To match his unconventional career path, Dave has a singular private life, with two daughters by half-sisters Catherine and Barbara (played by Anne Heche and Cynthia Nixon, aka Miranda from Sex and the City). Being surrounded by women at home – the two families live in the same street with Dave flitting between them – ought to have a softening effect on him, but instead it bolsters his view of himself as the alpha male who must protect his females from a dangerous world.

To Dave's eyes, the part of LA he patrols is Hades on earth, a place where normal enforcement of law and order has been replaced by crowd control. "This is some emergency occupation, kid," he tells a newbie officer. "Emergency law."

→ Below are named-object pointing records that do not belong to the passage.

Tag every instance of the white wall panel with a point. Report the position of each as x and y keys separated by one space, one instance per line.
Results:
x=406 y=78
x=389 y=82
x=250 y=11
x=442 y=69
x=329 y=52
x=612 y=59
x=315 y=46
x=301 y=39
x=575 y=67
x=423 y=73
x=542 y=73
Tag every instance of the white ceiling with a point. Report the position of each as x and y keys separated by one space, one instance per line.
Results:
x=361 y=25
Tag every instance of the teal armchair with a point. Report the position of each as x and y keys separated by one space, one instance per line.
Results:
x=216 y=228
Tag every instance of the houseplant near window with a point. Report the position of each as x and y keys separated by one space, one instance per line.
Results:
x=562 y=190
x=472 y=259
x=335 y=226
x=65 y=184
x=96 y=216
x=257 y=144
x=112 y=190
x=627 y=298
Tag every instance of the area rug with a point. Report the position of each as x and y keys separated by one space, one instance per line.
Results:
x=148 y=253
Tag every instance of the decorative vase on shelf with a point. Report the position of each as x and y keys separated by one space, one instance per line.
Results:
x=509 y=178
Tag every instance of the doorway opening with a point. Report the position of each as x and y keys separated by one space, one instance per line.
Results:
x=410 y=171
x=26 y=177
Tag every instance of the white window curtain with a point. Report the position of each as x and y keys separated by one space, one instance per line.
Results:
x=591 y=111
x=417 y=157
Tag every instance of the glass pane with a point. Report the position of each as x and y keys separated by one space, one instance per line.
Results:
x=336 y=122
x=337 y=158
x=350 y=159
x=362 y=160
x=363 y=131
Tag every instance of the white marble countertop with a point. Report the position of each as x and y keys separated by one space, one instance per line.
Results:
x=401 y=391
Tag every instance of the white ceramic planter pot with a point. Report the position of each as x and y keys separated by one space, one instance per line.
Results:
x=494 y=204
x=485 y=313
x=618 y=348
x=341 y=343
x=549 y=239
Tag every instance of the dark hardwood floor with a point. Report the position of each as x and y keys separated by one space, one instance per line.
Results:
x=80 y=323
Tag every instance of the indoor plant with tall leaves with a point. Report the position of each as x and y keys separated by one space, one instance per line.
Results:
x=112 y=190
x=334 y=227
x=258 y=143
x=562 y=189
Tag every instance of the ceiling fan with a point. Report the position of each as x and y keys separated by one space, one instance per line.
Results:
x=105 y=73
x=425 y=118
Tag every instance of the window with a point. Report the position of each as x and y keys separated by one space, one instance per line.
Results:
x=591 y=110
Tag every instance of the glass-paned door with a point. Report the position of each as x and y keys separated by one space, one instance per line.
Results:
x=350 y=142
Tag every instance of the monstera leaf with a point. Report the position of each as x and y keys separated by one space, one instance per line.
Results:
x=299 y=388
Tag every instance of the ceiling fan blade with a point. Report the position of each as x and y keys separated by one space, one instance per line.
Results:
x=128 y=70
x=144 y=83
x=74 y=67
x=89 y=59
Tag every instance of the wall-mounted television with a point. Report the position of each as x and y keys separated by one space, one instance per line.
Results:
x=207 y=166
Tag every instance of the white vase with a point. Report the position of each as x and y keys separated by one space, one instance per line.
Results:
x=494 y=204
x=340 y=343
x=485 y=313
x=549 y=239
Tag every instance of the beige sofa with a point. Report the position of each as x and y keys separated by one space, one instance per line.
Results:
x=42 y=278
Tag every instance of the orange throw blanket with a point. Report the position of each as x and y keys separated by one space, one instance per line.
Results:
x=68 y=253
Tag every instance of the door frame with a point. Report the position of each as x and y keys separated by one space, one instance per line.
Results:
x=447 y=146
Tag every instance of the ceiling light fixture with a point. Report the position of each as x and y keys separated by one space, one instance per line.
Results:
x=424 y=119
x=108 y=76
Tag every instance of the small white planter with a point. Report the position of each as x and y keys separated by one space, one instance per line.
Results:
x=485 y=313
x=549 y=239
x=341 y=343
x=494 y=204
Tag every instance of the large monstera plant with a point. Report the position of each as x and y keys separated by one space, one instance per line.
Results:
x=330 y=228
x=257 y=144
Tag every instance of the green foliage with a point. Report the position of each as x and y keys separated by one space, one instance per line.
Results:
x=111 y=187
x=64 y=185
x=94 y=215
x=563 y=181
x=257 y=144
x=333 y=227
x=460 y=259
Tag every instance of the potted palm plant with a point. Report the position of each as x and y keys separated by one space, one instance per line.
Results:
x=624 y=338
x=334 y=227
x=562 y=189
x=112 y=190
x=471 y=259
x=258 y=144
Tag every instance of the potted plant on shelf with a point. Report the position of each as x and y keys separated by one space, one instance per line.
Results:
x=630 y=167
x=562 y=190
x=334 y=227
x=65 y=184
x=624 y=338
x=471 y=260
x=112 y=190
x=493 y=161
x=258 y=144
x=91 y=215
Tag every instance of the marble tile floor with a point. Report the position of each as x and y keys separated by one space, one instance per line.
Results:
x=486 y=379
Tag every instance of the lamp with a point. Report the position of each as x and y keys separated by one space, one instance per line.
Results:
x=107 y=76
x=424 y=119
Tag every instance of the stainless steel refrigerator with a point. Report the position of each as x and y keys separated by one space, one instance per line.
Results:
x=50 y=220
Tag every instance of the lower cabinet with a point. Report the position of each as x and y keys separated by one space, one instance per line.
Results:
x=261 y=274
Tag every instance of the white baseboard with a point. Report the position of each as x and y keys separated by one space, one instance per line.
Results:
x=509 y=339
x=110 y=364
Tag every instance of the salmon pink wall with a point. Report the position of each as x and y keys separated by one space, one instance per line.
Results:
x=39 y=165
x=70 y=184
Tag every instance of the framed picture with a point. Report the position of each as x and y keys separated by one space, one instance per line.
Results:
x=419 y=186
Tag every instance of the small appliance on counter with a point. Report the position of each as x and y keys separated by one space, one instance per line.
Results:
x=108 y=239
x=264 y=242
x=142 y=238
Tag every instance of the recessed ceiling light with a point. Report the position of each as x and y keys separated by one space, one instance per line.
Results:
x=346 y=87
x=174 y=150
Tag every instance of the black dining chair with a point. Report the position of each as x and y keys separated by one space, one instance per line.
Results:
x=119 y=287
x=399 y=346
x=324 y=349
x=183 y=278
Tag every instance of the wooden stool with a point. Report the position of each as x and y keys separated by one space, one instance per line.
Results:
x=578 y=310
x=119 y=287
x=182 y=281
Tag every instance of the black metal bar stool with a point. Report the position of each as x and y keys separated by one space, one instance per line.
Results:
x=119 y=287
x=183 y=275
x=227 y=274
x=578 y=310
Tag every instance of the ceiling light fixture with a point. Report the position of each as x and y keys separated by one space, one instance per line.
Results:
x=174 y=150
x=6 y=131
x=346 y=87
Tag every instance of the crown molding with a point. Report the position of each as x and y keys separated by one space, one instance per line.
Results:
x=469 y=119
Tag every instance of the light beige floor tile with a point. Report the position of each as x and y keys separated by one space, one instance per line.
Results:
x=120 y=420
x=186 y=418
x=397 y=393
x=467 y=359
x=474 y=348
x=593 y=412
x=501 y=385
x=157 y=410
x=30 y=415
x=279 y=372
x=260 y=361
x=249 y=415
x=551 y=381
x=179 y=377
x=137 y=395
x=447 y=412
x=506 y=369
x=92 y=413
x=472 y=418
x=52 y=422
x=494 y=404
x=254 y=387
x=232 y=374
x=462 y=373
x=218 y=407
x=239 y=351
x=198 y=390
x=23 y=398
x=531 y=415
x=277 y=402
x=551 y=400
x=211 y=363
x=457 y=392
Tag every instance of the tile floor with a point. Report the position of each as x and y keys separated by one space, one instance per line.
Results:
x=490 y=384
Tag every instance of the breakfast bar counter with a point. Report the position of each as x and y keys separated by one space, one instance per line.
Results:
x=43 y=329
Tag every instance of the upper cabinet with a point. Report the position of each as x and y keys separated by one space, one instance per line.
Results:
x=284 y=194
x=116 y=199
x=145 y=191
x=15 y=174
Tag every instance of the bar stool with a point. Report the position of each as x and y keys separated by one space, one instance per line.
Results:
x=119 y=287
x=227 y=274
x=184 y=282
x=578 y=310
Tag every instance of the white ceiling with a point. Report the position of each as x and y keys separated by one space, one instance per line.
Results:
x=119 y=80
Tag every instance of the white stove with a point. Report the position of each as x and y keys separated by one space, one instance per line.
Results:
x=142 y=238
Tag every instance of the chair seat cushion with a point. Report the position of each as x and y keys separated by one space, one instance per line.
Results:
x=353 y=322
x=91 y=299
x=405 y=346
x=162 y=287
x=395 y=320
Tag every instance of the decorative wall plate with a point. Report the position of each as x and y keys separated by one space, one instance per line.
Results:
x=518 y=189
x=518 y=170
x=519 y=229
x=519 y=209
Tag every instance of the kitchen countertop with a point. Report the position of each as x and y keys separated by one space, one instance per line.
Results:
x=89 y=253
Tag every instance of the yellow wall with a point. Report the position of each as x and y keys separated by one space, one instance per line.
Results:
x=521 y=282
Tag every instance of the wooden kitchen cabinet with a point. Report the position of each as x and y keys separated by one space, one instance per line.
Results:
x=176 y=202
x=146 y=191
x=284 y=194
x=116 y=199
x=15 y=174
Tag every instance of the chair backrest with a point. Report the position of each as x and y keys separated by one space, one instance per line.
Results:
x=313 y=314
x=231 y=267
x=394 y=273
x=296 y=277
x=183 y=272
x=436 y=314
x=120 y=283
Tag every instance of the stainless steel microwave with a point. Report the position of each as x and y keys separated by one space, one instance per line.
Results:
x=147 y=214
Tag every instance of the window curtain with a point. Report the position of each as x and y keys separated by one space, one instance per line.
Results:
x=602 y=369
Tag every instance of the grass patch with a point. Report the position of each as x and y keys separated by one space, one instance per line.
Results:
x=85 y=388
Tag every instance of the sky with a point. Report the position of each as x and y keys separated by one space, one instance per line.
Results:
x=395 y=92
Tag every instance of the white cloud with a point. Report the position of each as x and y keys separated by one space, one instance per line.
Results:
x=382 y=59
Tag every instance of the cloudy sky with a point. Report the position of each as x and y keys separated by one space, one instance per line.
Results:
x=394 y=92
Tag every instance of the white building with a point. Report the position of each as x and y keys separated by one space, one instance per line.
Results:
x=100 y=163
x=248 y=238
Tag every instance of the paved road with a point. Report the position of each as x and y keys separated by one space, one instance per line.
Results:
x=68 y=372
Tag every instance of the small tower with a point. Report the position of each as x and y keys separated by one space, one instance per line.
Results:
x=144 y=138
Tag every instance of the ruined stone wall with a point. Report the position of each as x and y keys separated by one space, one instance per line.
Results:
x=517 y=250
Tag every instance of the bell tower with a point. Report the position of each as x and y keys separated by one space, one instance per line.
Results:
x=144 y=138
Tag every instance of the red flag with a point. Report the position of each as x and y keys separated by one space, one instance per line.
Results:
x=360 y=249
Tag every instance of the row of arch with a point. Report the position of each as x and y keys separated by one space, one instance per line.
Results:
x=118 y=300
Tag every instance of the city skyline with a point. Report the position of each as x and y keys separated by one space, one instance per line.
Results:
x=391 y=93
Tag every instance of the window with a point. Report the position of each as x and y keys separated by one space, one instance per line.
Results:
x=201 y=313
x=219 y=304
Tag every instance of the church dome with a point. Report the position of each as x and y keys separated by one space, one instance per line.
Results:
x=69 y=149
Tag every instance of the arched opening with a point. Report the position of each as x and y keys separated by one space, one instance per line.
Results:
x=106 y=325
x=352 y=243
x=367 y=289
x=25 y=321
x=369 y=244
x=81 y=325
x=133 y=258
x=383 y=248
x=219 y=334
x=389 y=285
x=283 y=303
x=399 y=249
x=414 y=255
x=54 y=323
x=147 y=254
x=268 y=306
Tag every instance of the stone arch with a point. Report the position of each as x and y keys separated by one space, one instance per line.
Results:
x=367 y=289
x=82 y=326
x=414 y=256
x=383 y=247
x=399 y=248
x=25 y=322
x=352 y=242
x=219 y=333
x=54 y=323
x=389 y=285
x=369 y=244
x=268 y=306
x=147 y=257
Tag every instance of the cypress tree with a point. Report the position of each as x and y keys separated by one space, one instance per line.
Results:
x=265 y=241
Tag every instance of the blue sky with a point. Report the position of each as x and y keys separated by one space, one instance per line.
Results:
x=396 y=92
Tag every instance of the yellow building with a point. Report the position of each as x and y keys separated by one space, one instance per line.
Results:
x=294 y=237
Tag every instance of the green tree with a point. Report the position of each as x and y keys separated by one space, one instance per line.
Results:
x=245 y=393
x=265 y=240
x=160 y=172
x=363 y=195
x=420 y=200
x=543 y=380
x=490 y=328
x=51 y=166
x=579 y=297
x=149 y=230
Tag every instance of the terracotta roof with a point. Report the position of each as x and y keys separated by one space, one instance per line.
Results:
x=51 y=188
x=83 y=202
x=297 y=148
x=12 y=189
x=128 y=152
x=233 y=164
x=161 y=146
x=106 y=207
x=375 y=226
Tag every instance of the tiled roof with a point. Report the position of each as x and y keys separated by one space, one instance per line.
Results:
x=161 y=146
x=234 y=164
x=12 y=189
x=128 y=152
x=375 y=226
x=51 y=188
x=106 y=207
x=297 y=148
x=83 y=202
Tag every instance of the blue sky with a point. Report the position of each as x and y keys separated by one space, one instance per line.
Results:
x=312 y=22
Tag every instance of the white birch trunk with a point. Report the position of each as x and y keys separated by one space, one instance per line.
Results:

Moverman stays on the go with Dave, the invisible observer riding shotgun in the patrol car, standing at his shoulder in a bar, sprinting alongside as the cop chases a suspect. The handheld style forces the viewer to become more intimate with Harrelson's character than we might otherwise choose. Being so up close and personal we are forced to make our own judgement, but Moverman doesn't make it so straightforward. There's the racist, sexist, bullying, scumbag Dave, the one that's easy to hate, but then there's the caring dad, the dispenser of frontier justice to bad guys, the sharp observer of those around him. Is he solely to blame for blame for his corrupt ways, or has he become tainted by the system around him?

The film takes its title from the real-life Rampart scandal involving corruption and other misconduct in the LAPD, which Moverman uses as a backdrop to Dave's story. With politicians and the media already demanding scalps, now is not the time for Dave to cause further uproar.

Moverman delivers a convincing picture of a police department that stands between warring politicians and bureaucrats (played by a cast that includes Sigourney Weaver and Steve Buscemi) and an alienated public. The machinations reek of the real deal, as they should, given the film comes from a story by James Ellroy and the script is co-written by him. Ellroy, author of LA Confidential and The Black Dahlia, is to modern LA what Dickens was to Victorian London. He knows where its underbelly is, and just how to prod it.

The same intimacy is at work between Harrelson and Moverman. In their last film, The Messenger, the star of The People Versus Larry Flynt and No Country for Old Men played a veteran soldier sent to the doorsteps of families to deliver the worst kind of news about their sons and daughters serving overseas. Captain Stone was a man with towering failings, but compared to the rogue Harrelson plays in Rampart, he was Snow White.

Harrelson gives no quarter in his portrayal of Dave. He rips the bones from the part and spits out the leftovers. As Dave descends further into his very own underworld, the transformation in Harrelson becomes palpable. Sweating, flushed in face, eyes on stalks and veins in neck pumping, he looks like a man going under for the umpteenth occasion. But a born survivor, he is determined to come out on top one more time.

Once the film starts Dave on this journey, however, it doesn't know where else to go. The character just carries on circling the plughole of life. One expects more from Moverman, a writer who managed to put a fresh spin on Bob Dylan in the biopic I'm Not There. But where Dave goes, many other movies, most recently Bad Lieutenant, have been before. Even with the addition of local politics to the story, there are few surprises to be had as a film that started off being blisteringly inventive simply runs out of puff.

What is left to enjoy is Harrelson at his edgiest, surrounded by a cast, which includes Ned Beatty beside Buscemi and Weaver, similarly revelling in cutting loose.